I get asked all the time: “Hey, what’s your thing with Shark Week?” This is the story behind it.
It was circa 1995. I had 4 partially impacted wisdom teeth cracked out of my skull. Armed only with ice packs, ibuprofen and a Costco sized box of popsicles, I settled deep into the pillows of my futon and clicked the remote control. This is how Discovery’s Shark Week and I were introduced. I spent the next few days completely enthralled in ocean documentaries focusing on sharks. It fed my not-so-inner nerd with marine science. It fueled the adrenaline freak in me with survival stories. It helped the time pass quickly as I healed over the next few days.
A year later I found myself on that same futon, this time recovering from the sharp slices of a surgical knife. Was the timing coincidence or fate? We’ll never know for sure, but what remains undisputed is that reaching for the remote the second time, changed my course. Discovery’s Shark Week was again front and center on my TV and this time, I was hooked.

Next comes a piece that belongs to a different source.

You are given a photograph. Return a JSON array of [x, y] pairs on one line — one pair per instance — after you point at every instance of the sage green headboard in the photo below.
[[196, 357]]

I’ve watched the programming evolve over the years. I’ve watched the young marine biologists and cinematographers advance through their careers. I’ve watched programming leaps as technology advanced. I’ve cringed as commercialism pushed Shark Week into mockumentaries, sharknadoes and filmmakers put retired athletes into shark cages for nothing more than an attempt to bump ratings.
Shark Week is a tradition in our home and the tradition inevitably spilled over into the lives of the littles around me. It’s the one time of year we get to celebrate science, marine biology, amazing cinematography, survival stories and some jawsome great white breaches. We brush up on our shark facts. We out shark each other. We pun. We shark premiere. We shark the entire week up with cheesy jokes and saved spectacular “must see and repeat” TV moments. It’s the one week out of the year that natural selection dominates and after many nights of cheating Darwin in a busy ER, there is a quiet satisfaction in watching the ocean’s apex predator dominate.
In short, it’s a nerd thing. And sharks are just really cool.